As for clients, Paula has taken care of her clients in and out of the salon, home bound friends, weddings out of town, helping those in the nursing home and the hardest; she explained is to work with her clients after they have passed away, in honor of the friendship that was made in her chair. She feels that it is an honor to help those customers to resemble their old selves at their funerals.

The job of a cosmetologist is more than doing hair and nails. Many cosmetologists take a client who comes in feeling bad about themselves, fix her up both physically and mentally, maybe cry a little and the client walks out the door holding her head higher and feeling better about herself.

Paula explained to the Independent-News, after being asked why it’s important for a woman to come into P&P Hair Designs and get pampered? “You only get one chance to take care of yourself. When you look good, you feel better! Man or woman.”

Carol Munger, retired school teacher and longtime client of Paula’s wrote to her, “No more hours and hours of blow drying – yeah! It’s been 1,240 plus hours you’ve spent on my hair to get it dry. You are so appreciated. You will be missed so much.”

Paula is a Hawthorne native who knew she wanted to become a hairdresser when as a little girl; she would give all her dolls and Barbie’s haircuts.

“I can still remember the shag I gave one of my dolls. It was time for Beauty College,” Paula fondly remembered.

Following the advice of her friend, Paula was told that she only needed a tenth grade education to enter beauty school. She said good-bye to Mineral County High School and hello to Beauty College.

“I then went back to high school and finished what I started,” she explained.

In her 38 years of changing styles and colors, Paula recalls some of the biggest changes she has seen in the business.

“Shampoo sets are becoming a lost art. Change comes with different generations. When I started doing hair years ago, it seemed people needed to get their hair fixed because they couldn’t fix it themselves. Now, most people get their hair done because they want to. Just as I’m going out – mullets are coming back in,” Paula laughs.

“Paula is one of the most caring and hardworking people I have had the pleasure of working for. When I decided to go to school for nails, I wanted to work for her, this is the best job I have ever had and am sad to see her go,” currently employee Megan Gallup told the Independent-News.

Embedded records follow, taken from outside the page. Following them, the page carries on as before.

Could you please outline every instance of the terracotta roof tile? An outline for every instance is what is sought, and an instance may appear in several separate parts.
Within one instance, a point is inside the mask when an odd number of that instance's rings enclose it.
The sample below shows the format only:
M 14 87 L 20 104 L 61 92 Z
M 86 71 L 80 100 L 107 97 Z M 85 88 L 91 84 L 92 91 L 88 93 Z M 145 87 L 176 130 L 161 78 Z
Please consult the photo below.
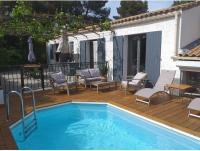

When asked why she chose March 6 to retire, she explained that it is because P&P Hair Designs was opened on March 6, 1990. She tells a story that while going through paperwork pertaining to Joe’s Tavern, the bar her father Joe owned for years, she was taken back when she found out that it too, had opened their doors on March 6.

P&P Hair Designs will be left in good hands. Paula’s daughter Telayna will be heading the ship with co-worker Christina by her side. Both girls know that Paula will be right there to help handle any crisis but Paula knows that she is leaving the business in great hands.

Telayna fondly speaks of her mother, “To the woman who has taught me all I know in life and behind the chair – your passion and drive to be the best you can, has taught me to always do my best. Your love for people has taught me to find the good in everyone. Your hard working personality has taught me I can do anything I set my mind to. I just want to say thank you for molding me into the woman I am today. I hope to one day be just as successful as you. Love you Mom. You deserve this.”

Paula won’t be leaving Mineral County – instead she wants to take time and write a book. An avid golfer, she wants to improve her game, clean out her home, enjoy her many grandchildren and just do whatever comes her way.

On Friday, March 6, P&P Hair Designs held an open house from 4-6 p.m. in Paula’s honor as she celebrates her last day behind the chair.